India along with Thailand and Taiwan got added by the United States on Wednesday in the list of monitoring of currency manipulating countries that includes China and six others as its major trading partners. The U.S. has not branded these states as the manipulator of currency but already includes Switzerland and Vietnam in the list. The monitoring list also consists of countries such as Malaysia, Japan, Singapore, South Korea, Italy, and Germany. The monitoring list has removed Ireland and all these have been stated in its report Macroeconomic and Foreign Exchange Policies of Major Trading Partners of the United States which got submitted by the US Department of Treasury on Wednesday to the Congress.
India along with Taiwan and Thailand in the monitoring list of the United States
The US Department of Treasury in its report stated that four major trading partners of the U.S. Singapore, Vietnam, India, and Switzerland over the four quarters through June intervened in a sustained, asymmetric manner in the foreign exchange market.

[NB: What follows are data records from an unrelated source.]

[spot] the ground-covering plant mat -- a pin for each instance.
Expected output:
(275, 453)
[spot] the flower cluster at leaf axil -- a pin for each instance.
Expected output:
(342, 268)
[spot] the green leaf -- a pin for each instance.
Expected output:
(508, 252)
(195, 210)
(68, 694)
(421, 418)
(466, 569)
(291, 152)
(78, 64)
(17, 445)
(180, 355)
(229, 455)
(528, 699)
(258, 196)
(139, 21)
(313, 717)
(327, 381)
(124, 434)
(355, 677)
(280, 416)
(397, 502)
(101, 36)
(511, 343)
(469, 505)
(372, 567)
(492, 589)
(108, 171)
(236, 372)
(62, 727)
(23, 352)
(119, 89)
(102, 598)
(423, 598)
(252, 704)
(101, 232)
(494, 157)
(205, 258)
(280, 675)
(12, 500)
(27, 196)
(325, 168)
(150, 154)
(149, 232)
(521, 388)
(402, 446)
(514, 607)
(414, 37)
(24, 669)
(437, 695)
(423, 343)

Two other objective criteria are exceeded by Switzerland and Vietnam for identifying excessive external imbalances or potentially unfair currency practices. The same could take a toll on the growth of the U.S. and also harm the workers and firms of the America.
Ten economies were also warranted placement on the monitoring list as found out by the Treasury that merits close attention to their currency practices in regards to major trading partners of the US. The countries are Malaysia, China, Singapore, Japan, Italy, Germany, Korea, India, Taiwan, and Thailand.
Statement from the US Department of Treasury
Steven T. Mnuchin who is the Treasury Secretary of the U.S. stated on Tuesday that the strong step has been taken by the Treasury Department for safeguarding opportunity and economic growth for the businesses and workers of America. They will follow up with their findings concerning Switzerland and Vietnam and work towards practices elimination that creates unfair advantages for foreign competitors.
US Department of Treasury’s opinion of India
The manipulating list report formulation mainly considers three factors. India has met the criteria of only one and failed to meet the second and the third for which India got its name included in the manipulating list. It is not considered severe enough of the activities of India for it to come under the manipulator’s list. However, the report stated that limitation in the foreign exchange intervention is encouraged by the authorities to periods of excessive volatility and allow on economic fundamentals to adjust the rupee. India could also bolster long-term growth and support economic recovery by further opening the economy to foreign investors.
The report also stated that India is welcomed by the Treasury for the long-standing transparency in publishing sales and purchases of foreign exchange. It is also exemplary for India concerning the publication of the market intervention of the foreign exchange that publishes sales and purchases of monthly spot and forwards the net activity with a lag of two-month. It is broadly market-determined as to the value of the rupee as stated by the RBI and using of intervention only takes place for undue volatility curbing in the exchange rate.